Le mythe de la science toute-puissante

En effet, de nombreuses techniques de gestion dites « modernes », encouragées par l’engouement actuel pour l’intelligence artificielle, s’appuient sur des modèles basés sur l’hypothèse que les marchés évoluent toujours à l’intérieur de certaines limites quantifiables et qu’en utilisant ces bornes statistiques, on pourrait contrôler le risque des portefeuilles de manière scientifique. On y ajoute ensuite certains présupposés sur l’existence d’événements extrêmes (les fameux « black swans ») et le tour est joué ! Se fiant à  ces modèles, les niveaux de levier ont considérablement augmenté au fil du temps. Hélas, la réalité a mis à mal de manière fracassante ces méthodologies. Ainsi, alors que les marchés sortaient complètement du cadre rassurant tracé par les chantres du tout-quantitatif, de nombreux gérants qui suivaient des techniques de gestion basées sur la « parité de risque » ou des approches dites systématiques – et qui recourent tous massivement à l’effet de levier- ont été contraints de vendre leurs actifs dans l’urgence absolue, en même temps que les acteurs habituels réduisaient eux-mêmes leur risque au milieu de la baisse généralisée.

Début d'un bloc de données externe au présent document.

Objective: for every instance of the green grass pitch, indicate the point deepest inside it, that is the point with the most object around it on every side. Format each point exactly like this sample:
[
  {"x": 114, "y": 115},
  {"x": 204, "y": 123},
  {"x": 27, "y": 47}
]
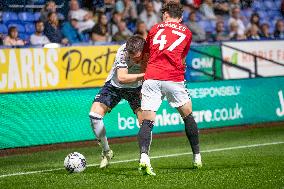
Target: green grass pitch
[{"x": 252, "y": 158}]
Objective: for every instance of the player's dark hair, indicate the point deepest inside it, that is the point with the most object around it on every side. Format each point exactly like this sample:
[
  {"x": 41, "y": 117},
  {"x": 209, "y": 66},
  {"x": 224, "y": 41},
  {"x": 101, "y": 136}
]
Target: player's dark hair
[
  {"x": 135, "y": 44},
  {"x": 174, "y": 9}
]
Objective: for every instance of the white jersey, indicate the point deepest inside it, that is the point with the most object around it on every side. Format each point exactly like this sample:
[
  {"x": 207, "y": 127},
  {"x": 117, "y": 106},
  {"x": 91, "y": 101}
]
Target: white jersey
[{"x": 122, "y": 60}]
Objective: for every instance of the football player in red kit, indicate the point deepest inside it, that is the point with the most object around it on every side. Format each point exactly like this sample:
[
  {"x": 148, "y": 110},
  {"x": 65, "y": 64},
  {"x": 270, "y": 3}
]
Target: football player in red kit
[{"x": 167, "y": 45}]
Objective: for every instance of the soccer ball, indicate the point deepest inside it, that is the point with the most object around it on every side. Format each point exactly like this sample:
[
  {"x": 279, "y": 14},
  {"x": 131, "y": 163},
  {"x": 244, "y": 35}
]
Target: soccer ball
[{"x": 75, "y": 162}]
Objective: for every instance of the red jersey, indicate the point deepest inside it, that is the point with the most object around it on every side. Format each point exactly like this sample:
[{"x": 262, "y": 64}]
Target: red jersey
[{"x": 167, "y": 44}]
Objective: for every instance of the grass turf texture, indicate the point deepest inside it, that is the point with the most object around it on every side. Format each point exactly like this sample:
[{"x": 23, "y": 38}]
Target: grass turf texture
[{"x": 257, "y": 167}]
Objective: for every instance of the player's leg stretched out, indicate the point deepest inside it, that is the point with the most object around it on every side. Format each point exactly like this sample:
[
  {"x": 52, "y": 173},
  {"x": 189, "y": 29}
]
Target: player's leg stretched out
[
  {"x": 96, "y": 115},
  {"x": 152, "y": 93},
  {"x": 123, "y": 82}
]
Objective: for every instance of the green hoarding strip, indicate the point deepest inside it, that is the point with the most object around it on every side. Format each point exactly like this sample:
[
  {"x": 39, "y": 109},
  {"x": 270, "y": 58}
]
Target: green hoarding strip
[{"x": 38, "y": 118}]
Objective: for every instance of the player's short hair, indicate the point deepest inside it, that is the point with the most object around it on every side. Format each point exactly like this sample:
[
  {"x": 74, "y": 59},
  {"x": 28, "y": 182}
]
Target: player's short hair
[
  {"x": 174, "y": 9},
  {"x": 135, "y": 44}
]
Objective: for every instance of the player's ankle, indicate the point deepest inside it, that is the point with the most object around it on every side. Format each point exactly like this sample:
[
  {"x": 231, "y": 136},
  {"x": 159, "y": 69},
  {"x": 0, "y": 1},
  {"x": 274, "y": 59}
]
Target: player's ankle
[{"x": 144, "y": 158}]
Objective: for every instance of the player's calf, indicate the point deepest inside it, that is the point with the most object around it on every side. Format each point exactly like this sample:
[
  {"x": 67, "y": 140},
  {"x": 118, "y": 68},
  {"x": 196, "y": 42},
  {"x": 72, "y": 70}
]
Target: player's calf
[
  {"x": 192, "y": 134},
  {"x": 100, "y": 132}
]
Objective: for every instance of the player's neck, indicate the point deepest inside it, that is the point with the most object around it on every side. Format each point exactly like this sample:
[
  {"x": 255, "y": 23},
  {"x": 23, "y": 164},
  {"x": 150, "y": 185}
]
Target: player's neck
[{"x": 172, "y": 20}]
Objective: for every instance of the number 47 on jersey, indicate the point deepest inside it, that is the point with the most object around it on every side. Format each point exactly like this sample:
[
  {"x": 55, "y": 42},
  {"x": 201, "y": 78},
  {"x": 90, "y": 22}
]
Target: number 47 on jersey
[{"x": 163, "y": 41}]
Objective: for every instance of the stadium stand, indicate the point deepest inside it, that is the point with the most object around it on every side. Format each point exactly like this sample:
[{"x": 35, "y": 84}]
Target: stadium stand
[{"x": 23, "y": 14}]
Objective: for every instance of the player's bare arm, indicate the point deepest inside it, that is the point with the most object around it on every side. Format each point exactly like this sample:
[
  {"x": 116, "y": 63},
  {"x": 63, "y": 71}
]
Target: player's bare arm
[{"x": 124, "y": 77}]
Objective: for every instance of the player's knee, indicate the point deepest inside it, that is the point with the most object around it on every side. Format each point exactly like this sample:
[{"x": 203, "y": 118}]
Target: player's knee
[
  {"x": 145, "y": 128},
  {"x": 191, "y": 125},
  {"x": 95, "y": 118}
]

Il s’en est suivi un effet boule-de-neige qui s’est rapidement transformé en avalanche dévastatrice.

Comment répliquer ce qui n’est pas réplicable ?

Pour les investisseurs en général – et au-delà de l’effet de richesse qui a frappé tout le monde de plein fouet – l’impact de ces distorsions s’est fait sentir en raison de l’utilisation généralisée des ETF, ces instruments bien utiles mais sans doute utilisés trop largement et sans toujours le discernement nécessaire. Car le succès aidant, on a créé des ETF basés sur tout et n’importe quoi. Et c’est là que le bât blesse : ce n’est pas parce que ces instruments reproduisent a priori correctement un panier de titres très liquides qu’il en va de même pour les classes d’actifs moins largement traitées. De fait, le comportement effectif des innombrables outils à fort effet de levier ou tentant de reproduire des indices non réplicables (comme dans le domaine du crédit) a surpris beaucoup d’investisseurs, qui se sentaient à tort protégés par la doxa du « tout passif » prônée par certaines grandes maisons de gestion. Pour donner un exemple concret, l’un des plus grands ETF du monde, le Total Bond Market de Vanguard, qui détient pourtant 70% d’obligations du Trésor américain (les instruments les plus liquides au monde !), a affiché le 12 mars une décote de 6.17% par rapport à sa valeur théorique !

Retrouver les vraies « valeurs »

Il ne s’agit pas ici de jeter les ETF avec l’eau du bain, ni de prétendre clore le débat entre tenants de la gestion active et ceux de la gestion passive. Au contraire, les ETF constituent un outil de choix pour obtenir rapidement une exposition neutre dans une grille d’allocation d’actifs.

En revanche, de même que les consommateurs commencent à se poser de sérieuses questions sur les aliments industriels hyper-transformés pour préférer une nourriture plus naturelle, il est peut-être temps de revenir à des investissements plus directs et plus « réels ». Car à force de constructions de plus en plus synthétiques, on a parfois perdu de vue la réalité sous-jacente. Or, la gestion d’actifs ne doit pas oublier que son rôle sociétal est avant tout d’allouer du capital aux secteurs et surtout aux sociétés les plus productives de l’économie et non de saupoudrer de manière indiscriminée les bons et les mauvais élèves. Et pour distinguer le bon grain de l’ivraie, rien de tel que l’analyse financière fondamentale qui permet d’identifier ces entreprises.